Attendu au tournant tant il est rare, le trio Future Islands n’a pas déçu. Que de chemin parcouru depuis la dernière tournée, il y a deux ans !, Leur nouvel album, The Far Field, nivèle le live par le haut pour mieux toucher les étoiles bretonnes. Samuel T. Herring, leader toujours aussi charismatique, harangue une foule qui se prend au jeu. Le statut de tête d’affiche de la journée est amplement mérité, un statut loin d’être revendiqué par le chanteur, qui s’en amuse en racontant être arrivé pour la toute première fois en jet privé. Dans le public, la communion est totale et le set paraît trop court. L’un des meilleurs concerts de l’été… en attendant les dates françaises de novembre !

Future Island

Future Island – ©Mickaël Burlot

Le festival s’est refermé sur un set dantesque de Ty Segall, plus en forme que jamais. Ayant adopté la couleur rouge pour cette nouvelle tournée, l’idole des (plus si) jeunes ne peut éviter le parallèle White Stripes. Loin de la pâle copie du feu duo rouge-noir-blanc, Ty Segall a donné pour ce set de clôture un véritable cours de guitar hero à tous les festivaliers, y compris au leader du groupe Yak, Oliver Henry Burslem, qui a pu apprécier depuis le bord de scène la performance de l’ange blond du rock californien.

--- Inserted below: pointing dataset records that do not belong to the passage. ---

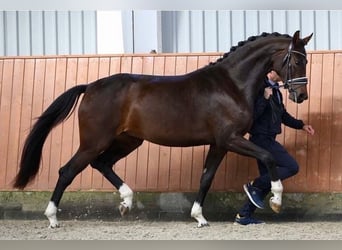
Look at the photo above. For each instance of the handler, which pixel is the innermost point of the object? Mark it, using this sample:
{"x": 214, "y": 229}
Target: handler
{"x": 269, "y": 114}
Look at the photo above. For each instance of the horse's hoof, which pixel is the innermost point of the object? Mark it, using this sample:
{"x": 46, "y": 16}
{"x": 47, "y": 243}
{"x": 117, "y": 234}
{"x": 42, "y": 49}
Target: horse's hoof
{"x": 275, "y": 207}
{"x": 200, "y": 225}
{"x": 53, "y": 226}
{"x": 123, "y": 210}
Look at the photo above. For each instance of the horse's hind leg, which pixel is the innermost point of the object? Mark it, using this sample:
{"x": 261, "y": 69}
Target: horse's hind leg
{"x": 213, "y": 160}
{"x": 66, "y": 175}
{"x": 104, "y": 163}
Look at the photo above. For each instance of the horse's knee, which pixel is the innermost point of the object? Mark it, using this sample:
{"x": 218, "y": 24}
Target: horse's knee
{"x": 65, "y": 175}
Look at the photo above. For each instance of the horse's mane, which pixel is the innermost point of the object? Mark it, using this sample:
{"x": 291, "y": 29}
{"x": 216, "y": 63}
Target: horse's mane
{"x": 250, "y": 39}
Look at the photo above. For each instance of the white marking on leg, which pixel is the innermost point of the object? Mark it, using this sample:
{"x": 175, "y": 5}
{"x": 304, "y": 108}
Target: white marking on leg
{"x": 196, "y": 213}
{"x": 277, "y": 190}
{"x": 126, "y": 194}
{"x": 51, "y": 214}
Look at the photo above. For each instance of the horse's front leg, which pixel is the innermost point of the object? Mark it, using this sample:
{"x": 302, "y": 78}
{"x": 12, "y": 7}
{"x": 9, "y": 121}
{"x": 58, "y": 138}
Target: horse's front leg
{"x": 242, "y": 146}
{"x": 214, "y": 157}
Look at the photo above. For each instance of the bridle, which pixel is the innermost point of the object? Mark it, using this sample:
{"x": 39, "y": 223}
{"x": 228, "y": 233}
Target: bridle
{"x": 291, "y": 83}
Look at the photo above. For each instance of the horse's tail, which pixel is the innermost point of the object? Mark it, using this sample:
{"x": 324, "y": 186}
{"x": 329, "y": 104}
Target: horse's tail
{"x": 56, "y": 113}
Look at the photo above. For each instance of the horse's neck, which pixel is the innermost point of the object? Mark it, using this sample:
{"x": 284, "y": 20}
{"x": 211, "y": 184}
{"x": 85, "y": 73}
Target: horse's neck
{"x": 248, "y": 69}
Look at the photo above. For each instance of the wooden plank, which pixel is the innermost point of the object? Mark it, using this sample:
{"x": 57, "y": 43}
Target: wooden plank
{"x": 37, "y": 107}
{"x": 48, "y": 87}
{"x": 5, "y": 116}
{"x": 57, "y": 133}
{"x": 15, "y": 111}
{"x": 175, "y": 152}
{"x": 326, "y": 119}
{"x": 115, "y": 65}
{"x": 68, "y": 147}
{"x": 300, "y": 182}
{"x": 314, "y": 120}
{"x": 148, "y": 153}
{"x": 128, "y": 164}
{"x": 3, "y": 148}
{"x": 26, "y": 105}
{"x": 103, "y": 71}
{"x": 88, "y": 173}
{"x": 336, "y": 128}
{"x": 137, "y": 160}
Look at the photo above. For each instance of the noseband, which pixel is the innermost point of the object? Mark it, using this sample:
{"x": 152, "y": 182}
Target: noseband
{"x": 291, "y": 82}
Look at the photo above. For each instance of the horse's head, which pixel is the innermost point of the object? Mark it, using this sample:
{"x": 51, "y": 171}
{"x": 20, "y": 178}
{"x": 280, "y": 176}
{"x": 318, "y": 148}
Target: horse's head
{"x": 290, "y": 64}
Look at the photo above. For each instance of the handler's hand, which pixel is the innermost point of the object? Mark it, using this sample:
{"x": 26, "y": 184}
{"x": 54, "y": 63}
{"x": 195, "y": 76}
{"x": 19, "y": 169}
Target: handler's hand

A l’aube des 30 bougies, comme tout bon trentenaire, le festival devra se poser la question de son identité. Quand le voisinage fait bouger la presse et que la densité de festivaliers devient importante, doit-il quitter son Fort historique et déménager vers de nouveaux horizons ? Ce sera l’enjeu des futures éditions, avec de surcroît le rachat de la mastodonte Rock en Seine par Matthieu Pigasse. En effet, la Route du Rock doit-elle revenir à ses fondements ? La qualité de sa programmation pourrait être davantage savoureuse si son environnement était plus accueillant : ainsi, nous avons regretté le maigre choix de boissons (chez les bières, choix rarement gagnant entre la Kronenbourg et la Skoll), la gestion des flux aux bars et la traditionnelle attente toujours plus longue aux navettes.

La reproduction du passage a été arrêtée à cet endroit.